Barbershop Conversations

posted on September 16

Words from Angela Pleasants:

I gathered in the small barbershop surrounded by people I have never met until today. I shared a bench with a young lady and her partner. Across from us was another bench occupied by a young black woman and beside her was a middle-aged white male. Against the wall was a fifteen-year-old white female with her mother. Across the room was a 70ish white couple. To my right was a young black hip hop man with long dreadlocks and beside him was his daughter. Scattered throughout the area were law enforcement officers. And, so it goes around the room. We were a motley crew of sorts.

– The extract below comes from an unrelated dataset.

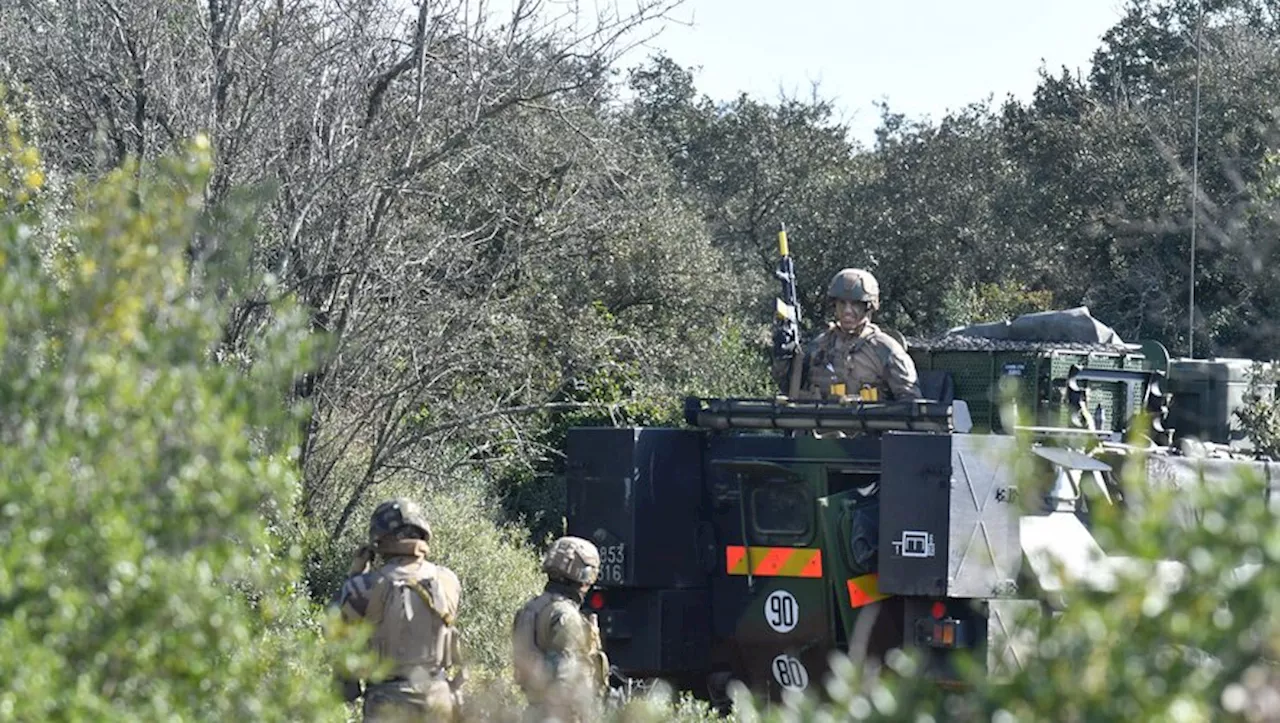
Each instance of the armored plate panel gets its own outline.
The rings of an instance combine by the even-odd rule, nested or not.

The place was Headliners Barbershop in Cary, North Carolina. I sat not knowing a face or name, yet I felt the most comfortable and peaceful. A feeling I haven’t experienced in a while, and I felt it among strangers.
So, what compelled me to drive 2 ½ hours to Cary, North Carolina, to attend a Rap Session with people I have never met?
Earlier this year, I attended a seminar through Duke Endowment. Two of the speakers were Chief Godwin, Cary Police Department, and Tru Pettigrew, coach and motivational speaker. They shared a story of the barbershop community bridge-building between law enforcement and the minority community. It grew out of a place of distrust and anxiety to now a trusting and transformational relationship.
What I experienced in Headliners should be replicated throughout our country. We were from different places in life. We were theologically, racially, religiously, and economically diverse. And we had the best time together. We laughed at ourselves, we shared moments of understanding, and we disagreed at times. Amid all our diversity, we remained united. We called ourselves the board room of America working for the Re-United States.
What was it that united this diverse group of people? It was our seeking to understand each other and respect the other with no judgments. We were open, candid, engaging. We allowed space for our conversations to be transformational.
It was an open and safe space, and we were willing to sit in that space with a heart that was engaged. When I shared my background and ideology, I was embraced and affirmed. Likewise, I embraced and affirmed others. That is the gift of reciprocity.  We were not present to change the other person's belief. We were seeking a way to live together, amid our diversity, in a way that builds relationships.
Fear leads to distrust and causes relationships to deteriorate. Fear can distort how we see reality. When our reality is distorted, we move into behaviors to protect and deflect. When we feel threatened, we are prone to fight or flight. The first step is to recognize when fear is rising. Acknowledge the fear for what it is – it is uncertainty and the unknown.
I entered the space being honest and open. I came with the intent of building relationships. I wanted to listen and share in the experience. I was seeking community, and I found it in Headliners. They allowed me to be my authentic self. Likewise, I received them in their authenticity.
Can we replicate that same space in our Western North Carolina Conference? Only you can search your heart to determine if you are ready. It will begin by acknowledging our fear, setting aside our preconceived notions of others and learning to be comfortable in our uncomfortableness.